There are two options to drain an aquarium: an improvised aquarium drain hose (or DIY siphon) and a gravel cleaner. Both methods are effective.

  • Step 5a: With a garden hose.


This method is more practical, especially for families with a garden hose. However, we recommend using clear, flexible tubing to allow you to see water movement from the fish tank to the bucket.

To drain a fish tank with a hose, position the bucket lower than the aquarium to let gravity do the job.

To siphon the tank empty, simply submerge the entire hose into the tank and coil it into circles. Wait until the bubble stops escaping from the hose, then cover one of its ends with your thumb.

Afterward, remove the covered end from the tank with your thumb still in place. Only when you place it in the bottom of the bucket should you remove your thumb. By now, the water should be flowing out on its own accord.

  • Step 5b: With a gravel cleaner.


Although a DIY aquarium siphon is perfect for households without a pump, it can only work when the tank is higher than the bucket. If yours is on the ground, you’ll need to use the pump of the gravel cleaner to move the water.

We recommend reading the gravel cleaner’s operation instructions to optimize its function.

Position the outlet tube in a bucket and the inlet segment in the fish tank near the bottom as you would with a regular siphon.
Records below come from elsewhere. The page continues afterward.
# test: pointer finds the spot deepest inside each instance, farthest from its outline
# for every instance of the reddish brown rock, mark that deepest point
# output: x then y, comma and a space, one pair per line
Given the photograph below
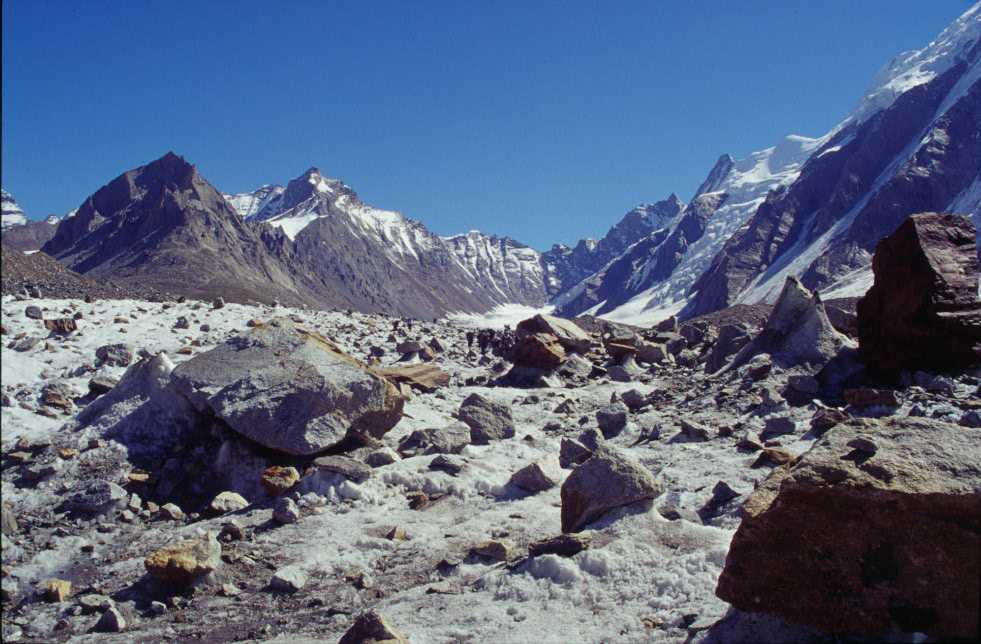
278, 479
923, 312
569, 334
852, 542
539, 351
Turn on the device to start “sucking” water from the aquarium.

Lift and reposition the suction apparatus periodically to facilitate fish tank drainage.
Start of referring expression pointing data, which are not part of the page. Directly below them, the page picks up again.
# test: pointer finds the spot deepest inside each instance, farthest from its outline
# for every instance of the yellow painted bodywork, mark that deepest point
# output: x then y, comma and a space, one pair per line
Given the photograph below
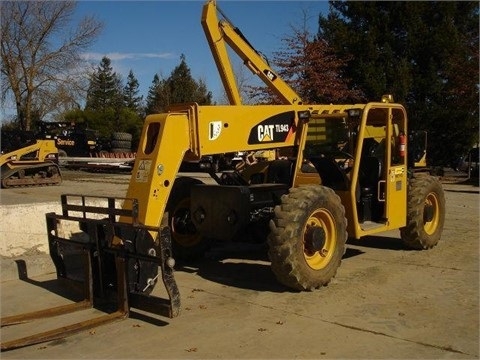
192, 131
40, 151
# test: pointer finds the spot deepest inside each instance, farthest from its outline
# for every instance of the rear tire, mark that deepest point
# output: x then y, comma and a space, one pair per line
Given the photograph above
425, 213
307, 238
187, 243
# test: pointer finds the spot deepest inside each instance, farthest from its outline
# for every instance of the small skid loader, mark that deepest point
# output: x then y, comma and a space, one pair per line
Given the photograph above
338, 171
31, 165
Step 6: Save the water drained for other uses.

You might want to prepare several buckets to accommodate the water drained from the fish tank.

While there’s nothing wrong with dumping aquarium water, it’s better to save them for other purposes, such as watering your plants. Besides, if it’s still in relatively good condition, you can re-use it to set up the new tank. This allows the fish to adapt to the new environment faster.
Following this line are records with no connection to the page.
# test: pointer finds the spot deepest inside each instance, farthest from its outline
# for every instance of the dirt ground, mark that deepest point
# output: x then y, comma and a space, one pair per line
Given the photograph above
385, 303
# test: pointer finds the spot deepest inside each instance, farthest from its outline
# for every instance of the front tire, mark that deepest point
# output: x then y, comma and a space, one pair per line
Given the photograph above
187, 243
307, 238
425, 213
Frequently Asked Questions


Should I remove fish when draining the water from fish tank?

Yes, you must remove fish and other livestock when you drain or empty a fish tank.

We must point out that “draining” the tank differs from a simple “water change.” Draining the aquarium requires emptying all water from the container.

Meanwhile, “water change” needs you to retain 10%-20% of the aquarium water. Hence, “water change” does not necessarily mean “emptying an aquarium.”

If you only need to “change” the water, not drain it, there is no need to remove fish and other livestock. This action will avoid stressing the fish.

How often should I drain my fish tank?

It is unnecessary to drain water from fish tank units, provided you observe regular and periodic water changes to keep the aquaponics system clean. Hence, you may never have to empty an aquarium of water ever.

However, moving or relocating a fish tank might require emptying the water. Fully-setup aquariums are heavy, and water accounts for 8.34 pounds for every gallon.

Deep-cleaning the fish tank also requires draining it, especially for saltwater aquariums with coralline algae or glass anemone infestations.

Dismantling the fish tank and capturing a “challenging” or “sneaky” fish might also demand removing all water from the aquarium.

Other uses for fish tank water

One question that pops out from novice aquarists after they remove water from fish tank units is what to do with the water. You have several options.

  • Water your plants. Freshwater aquarium water contains nitrogenous substances plants need to grow and thrive. Fish tank water is also rich in beneficial bacteria that can promote enhanced nutrient uptake by plants. Note that the same doesn’t apply to saltwater.
  • Start a new aquarium by filling it with “old,” biologically rich, and nutrient-dense fish tank water. This trick is perfect for jump-starting a fish tank cycling process, making the fish environment ready for inhabitants faster.


How to drain a fish tank is a straightforward process. Although some folks might use the old-school method of manually scooping the water out of the aquarium with a plastic jug or bowl, a hose or gravel cleaner is a more sensible and efficient solution.

Siphoning might be a crude method for evacuating water from a fish tank, but it works. So does a gravel cleaner, although you might have to spend some money to get a decent device.

Regardless, emptying your fish tank of water is a cinch with either method.